This should be computed as:

$$\frac{\text{number of times ingredient }A\text{ is used in any recipe}}{\text{number of recipes in the dataset}}$$

**Hint**, you can find the number of times an ingredient appears across all recipes by looking at the number of times it co-occurs with itself in the coingredients structure.

In [7]:
# B4:Function(5/5)

def prob_ingredient(recipes, coingredients, ingredient):
    
    #--- Your code starts here
    probability = coingredients[ingredient][ingredient]/len(recipes)
    #--- Your code ends here
    
    return probability

To test our function, lets compute the probability that a recipe contains "feta cheese" or "soy sauce". Your results should look like the following:
```
Probability that a recipe contains `feta cheese`:
0.0067380700960426405

Probability that a recipe contains `soy sauce`:
0.08286820536028561
```

In [8]:
# B4:SanityCheck

print("Probability that a recipe contains `feta cheese`:")
print(prob_ingredient(recipes, coingredients, "feta cheese"))
print()
print("Probability that a recipe contains `soy sauce`:")
print(prob_ingredient(recipes, coingredients, "soy sauce"))
print()

Probability that a recipe contains `feta cheese`:
0.0067380700960426405

Probability that a recipe contains `soy sauce`:
0.08286820536028561



__B5.__ _(5 pts)_ Now, write a function called `prob_ingredient_pair` that takes `recipes` and `coingredients` just like the function from _B4_. Unlike the previous function, this one will take two ingredients `ingredient_a` and `ingredient_b`. This function should return the probability that a recipe contains both of the specified ingredients:

$$P(\text{a recipe contains ingredients } A \text{ and } B)$$

This should be computed as:

$$\frac{\text{number of times both ingredients were used in any recipe}}{\text{number of recipes in the dataset}}$$

In [9]:
# B5:Function(5/5)

def prob_ingredient_pair(recipes, coingredients, ingredient_a, ingredient_b):
    
    #--- Your code starts here
    num_recipes = len(recipes)
    probability = (coingredients[ingredient_a][ingredient_b]/num_recipes)
    #--- Your code ends here
    
    return probability

To test your function, let's use it to compute the probability that a randomly chosen recipe contains both `feta cheese` and `romaine lettuce`. Your output should look like this:
```
Probability that a recipe contains both `feta cheese` and `romaine lettuce`:
0.0003017046311660884
```

In [10]:
# B5:SanityCheck

print("Probability that a recipe contains both `feta cheese` and `romaine lettuce`:")
print(prob_ingredient_pair(recipes, coingredients, "feta cheese", "romaine lettuce"))

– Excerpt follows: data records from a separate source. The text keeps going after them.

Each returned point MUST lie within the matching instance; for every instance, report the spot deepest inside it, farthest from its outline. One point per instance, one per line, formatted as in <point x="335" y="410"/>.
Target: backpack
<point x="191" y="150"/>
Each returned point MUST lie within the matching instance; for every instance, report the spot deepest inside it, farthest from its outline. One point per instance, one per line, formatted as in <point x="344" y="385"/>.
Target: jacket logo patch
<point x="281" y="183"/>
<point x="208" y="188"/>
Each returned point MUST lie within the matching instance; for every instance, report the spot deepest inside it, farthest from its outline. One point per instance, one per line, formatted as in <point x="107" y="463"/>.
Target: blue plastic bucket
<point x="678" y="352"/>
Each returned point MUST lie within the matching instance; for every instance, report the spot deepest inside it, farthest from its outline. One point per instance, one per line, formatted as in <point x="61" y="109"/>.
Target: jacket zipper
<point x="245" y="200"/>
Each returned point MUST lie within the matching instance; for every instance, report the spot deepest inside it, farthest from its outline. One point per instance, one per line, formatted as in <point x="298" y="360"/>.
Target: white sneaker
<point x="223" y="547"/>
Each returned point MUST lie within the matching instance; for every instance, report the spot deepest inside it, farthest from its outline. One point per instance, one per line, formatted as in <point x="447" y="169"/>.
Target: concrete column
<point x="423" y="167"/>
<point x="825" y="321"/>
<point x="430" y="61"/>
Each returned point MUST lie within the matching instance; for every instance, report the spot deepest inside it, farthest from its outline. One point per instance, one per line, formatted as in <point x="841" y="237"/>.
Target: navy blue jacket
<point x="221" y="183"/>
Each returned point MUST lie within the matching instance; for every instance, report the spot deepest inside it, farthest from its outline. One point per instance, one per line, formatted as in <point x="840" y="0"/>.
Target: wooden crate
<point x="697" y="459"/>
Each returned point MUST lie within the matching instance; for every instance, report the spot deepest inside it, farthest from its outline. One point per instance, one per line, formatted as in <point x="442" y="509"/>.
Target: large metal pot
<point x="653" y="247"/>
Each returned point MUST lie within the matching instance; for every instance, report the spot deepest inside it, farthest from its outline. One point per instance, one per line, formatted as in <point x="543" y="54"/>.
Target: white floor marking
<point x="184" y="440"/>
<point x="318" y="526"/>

Probability that a recipe contains both `feta cheese` and `romaine lettuce`:
0.0003017046311660884


__B6.__ _(5 pts)_ Next, write a function called `prob_ingredient_given_ingredient` that takes the same arguments as your previous function (`recipes`, `coingredients`, `ingredient_a`, and `ingredient_b`), but instead returns the conditional probability that a recipe contains `ingredient_a` given that it already contains `ingredient_b`. This is the conditional probability:

$$P(\text{a recipe contains ingredient } A\mid\text{ it is a recipe that we know contains ingredient } B)$$

which can be computed as a quotient from Bayes' rule:

$$
P(\text{a recipe contains ingredient } A\mid\text{it is a recipe that we know contains ingredient } B)=
\frac{P(\text{a recipe contains ingredients } A \text{ and } B)}{P(\text{a recipe contains ingredient } B)}
$$

i.e., using the output of our previous two functions. 

In [11]:
# B6:Function(5/5)

def prob_ingredient_given_ingredient(recipes, coingredients, ingredient_a, ingredient_b):
    
    #--- Your code starts here
    probability = (prob_ingredient_pair(recipes, coingredients, ingredient_a, ingredient_b)/
                   prob_ingredient(recipes, coingredients, ingredient_b))
    #--- Your code starts here

    return probability

Next, lets test if your function works by using it to find the probability that a recipe contains `"feta cheese"`, given we know it contains `"romaine lettuce"`. Your output should look like this:
```
Probability a recipe contains `feta cheese` given that it contains `romaine lettuce`:
0.044444444444444446
```

In [12]:
# B6:SanityCheck

print("Probability a recipe contains `feta cheese` given that it contains `romaine lettuce`:")
print(prob_ingredient_given_ingredient(recipes, coingredients, "feta cheese", "romaine lettuce"))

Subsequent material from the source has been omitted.